Search
Question: Limma: Defining the design matrix of a linear mixed model
0
17 months ago by
j.baldauf0 wrote:

Dear all, I hope to get some elp in setting up my factors and the model matrix to determine differentially expressed genes.

I have a RNA-seq data set with samples of 13 genotypes and 3 developmental stages and of each sample, I have 4 biological replicates (in total 180 RNA-seq samples or columns in a count table).

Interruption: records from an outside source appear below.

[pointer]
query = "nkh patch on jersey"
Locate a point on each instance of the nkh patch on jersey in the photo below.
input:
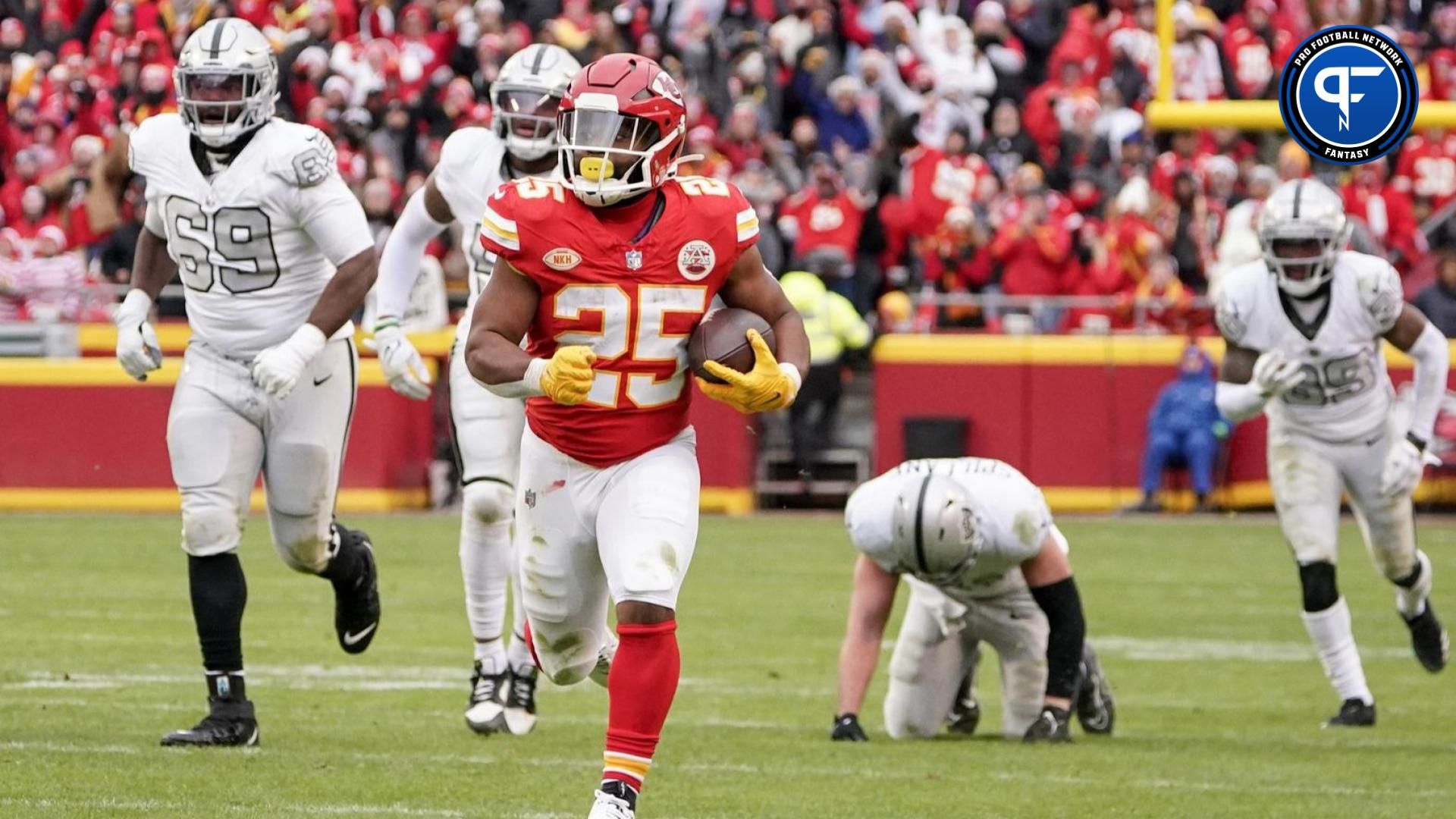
(632, 297)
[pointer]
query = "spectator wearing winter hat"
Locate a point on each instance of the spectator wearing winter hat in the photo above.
(1385, 213)
(1438, 300)
(1006, 148)
(1238, 241)
(53, 280)
(153, 95)
(69, 187)
(1033, 249)
(36, 213)
(11, 267)
(1002, 49)
(956, 260)
(1197, 61)
(836, 112)
(24, 172)
(1257, 47)
(937, 180)
(824, 221)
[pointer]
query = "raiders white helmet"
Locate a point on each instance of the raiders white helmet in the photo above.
(935, 534)
(1302, 228)
(525, 98)
(226, 80)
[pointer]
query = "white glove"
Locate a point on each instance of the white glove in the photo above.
(137, 349)
(278, 368)
(400, 362)
(1404, 466)
(1274, 376)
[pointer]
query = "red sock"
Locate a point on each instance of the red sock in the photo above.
(641, 687)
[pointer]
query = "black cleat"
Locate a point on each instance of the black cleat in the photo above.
(228, 725)
(487, 710)
(356, 592)
(1095, 706)
(520, 701)
(965, 713)
(1353, 713)
(1429, 639)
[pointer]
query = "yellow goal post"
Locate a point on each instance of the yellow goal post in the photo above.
(1168, 114)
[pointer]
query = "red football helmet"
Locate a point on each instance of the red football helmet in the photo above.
(622, 129)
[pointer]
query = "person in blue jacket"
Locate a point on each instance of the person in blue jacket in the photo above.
(1184, 426)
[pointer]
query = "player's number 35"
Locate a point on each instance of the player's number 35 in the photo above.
(650, 343)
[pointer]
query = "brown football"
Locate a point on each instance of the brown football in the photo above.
(723, 337)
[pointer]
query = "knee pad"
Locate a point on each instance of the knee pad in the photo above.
(302, 542)
(566, 657)
(488, 502)
(1318, 583)
(210, 531)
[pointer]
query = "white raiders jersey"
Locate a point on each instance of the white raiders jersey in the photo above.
(1012, 521)
(1346, 394)
(256, 243)
(472, 165)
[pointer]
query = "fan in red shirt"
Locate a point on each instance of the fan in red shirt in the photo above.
(606, 276)
(1257, 47)
(1442, 58)
(938, 180)
(1386, 213)
(1185, 158)
(1427, 167)
(826, 216)
(1033, 251)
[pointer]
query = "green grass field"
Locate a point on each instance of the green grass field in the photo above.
(1219, 695)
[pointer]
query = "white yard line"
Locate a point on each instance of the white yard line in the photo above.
(1191, 786)
(181, 808)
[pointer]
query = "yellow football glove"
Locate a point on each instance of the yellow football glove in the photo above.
(764, 388)
(566, 378)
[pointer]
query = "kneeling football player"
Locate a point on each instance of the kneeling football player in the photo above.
(984, 563)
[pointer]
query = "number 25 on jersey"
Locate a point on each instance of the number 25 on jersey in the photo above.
(642, 337)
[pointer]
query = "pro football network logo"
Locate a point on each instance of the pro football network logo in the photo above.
(1348, 95)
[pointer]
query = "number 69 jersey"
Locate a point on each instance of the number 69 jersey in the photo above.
(256, 242)
(634, 300)
(1346, 394)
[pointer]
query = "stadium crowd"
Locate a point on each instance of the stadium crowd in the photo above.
(992, 149)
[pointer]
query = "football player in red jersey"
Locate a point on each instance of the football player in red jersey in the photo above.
(606, 276)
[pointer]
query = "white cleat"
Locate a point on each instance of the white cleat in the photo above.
(487, 710)
(609, 806)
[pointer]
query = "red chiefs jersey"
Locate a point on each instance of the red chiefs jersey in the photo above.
(935, 183)
(1427, 168)
(632, 300)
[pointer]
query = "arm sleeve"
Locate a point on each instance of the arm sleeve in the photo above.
(400, 262)
(334, 219)
(1432, 360)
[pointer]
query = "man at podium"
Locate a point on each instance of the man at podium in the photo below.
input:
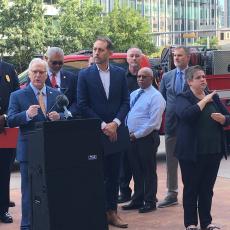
(32, 104)
(8, 83)
(103, 94)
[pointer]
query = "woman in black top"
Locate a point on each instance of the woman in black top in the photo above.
(200, 147)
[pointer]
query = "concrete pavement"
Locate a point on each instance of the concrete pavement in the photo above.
(162, 219)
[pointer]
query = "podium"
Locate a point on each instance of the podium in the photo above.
(9, 138)
(66, 176)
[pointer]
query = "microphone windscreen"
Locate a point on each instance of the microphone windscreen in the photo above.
(62, 101)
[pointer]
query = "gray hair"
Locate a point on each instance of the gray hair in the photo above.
(38, 60)
(147, 70)
(138, 49)
(186, 49)
(189, 73)
(54, 50)
(107, 40)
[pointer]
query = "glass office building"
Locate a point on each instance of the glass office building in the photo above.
(176, 21)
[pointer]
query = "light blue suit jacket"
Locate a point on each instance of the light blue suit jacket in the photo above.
(20, 101)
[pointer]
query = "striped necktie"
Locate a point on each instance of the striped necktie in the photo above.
(141, 91)
(179, 82)
(53, 80)
(41, 102)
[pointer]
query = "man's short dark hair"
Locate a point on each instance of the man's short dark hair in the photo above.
(107, 40)
(186, 49)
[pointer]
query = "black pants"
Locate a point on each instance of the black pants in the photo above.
(6, 158)
(199, 178)
(111, 179)
(125, 175)
(142, 157)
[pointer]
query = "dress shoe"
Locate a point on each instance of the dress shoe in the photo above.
(11, 204)
(123, 198)
(147, 207)
(6, 218)
(131, 206)
(115, 220)
(168, 201)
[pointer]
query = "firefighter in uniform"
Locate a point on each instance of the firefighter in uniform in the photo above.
(8, 83)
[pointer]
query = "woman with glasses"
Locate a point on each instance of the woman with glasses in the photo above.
(200, 147)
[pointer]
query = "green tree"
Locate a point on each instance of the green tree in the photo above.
(24, 33)
(3, 25)
(213, 42)
(126, 27)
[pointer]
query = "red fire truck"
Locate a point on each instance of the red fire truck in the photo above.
(216, 64)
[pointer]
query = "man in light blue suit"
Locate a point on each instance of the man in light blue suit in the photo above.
(172, 84)
(27, 106)
(103, 94)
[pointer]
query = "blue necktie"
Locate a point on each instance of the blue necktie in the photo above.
(136, 98)
(179, 82)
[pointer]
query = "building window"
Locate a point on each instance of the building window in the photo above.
(221, 36)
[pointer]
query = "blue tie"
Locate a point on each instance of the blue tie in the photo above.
(179, 82)
(136, 98)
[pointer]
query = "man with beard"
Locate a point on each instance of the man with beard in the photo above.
(134, 60)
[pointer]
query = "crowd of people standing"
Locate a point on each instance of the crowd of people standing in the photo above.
(128, 103)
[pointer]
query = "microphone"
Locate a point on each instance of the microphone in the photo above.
(62, 103)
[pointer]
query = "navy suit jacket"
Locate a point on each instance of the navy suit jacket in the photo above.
(188, 113)
(68, 87)
(20, 101)
(92, 99)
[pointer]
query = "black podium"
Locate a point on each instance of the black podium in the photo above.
(66, 176)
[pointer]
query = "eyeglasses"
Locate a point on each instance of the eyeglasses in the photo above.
(35, 72)
(142, 76)
(57, 62)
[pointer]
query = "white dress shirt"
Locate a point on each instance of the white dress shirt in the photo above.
(105, 79)
(58, 78)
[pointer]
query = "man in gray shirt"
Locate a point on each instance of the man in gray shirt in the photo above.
(172, 84)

The data was sequenced in 9 lanes, which were distributed on 2 flowcells. I am especially interested in the genes differentially expressed between the different genotypes within a developmental stage (e.g. G1.I_vs_G2.I), but also within a specific genotype between the different developmental stages (e.g. G1.I_vs_G1.II).

The model I was thinking of looks like following: geno + dev + geno*dev : Flowcell + Flowcell:lane

With terms written in front of the colon as fixed effects and terms written after the colon as random terms.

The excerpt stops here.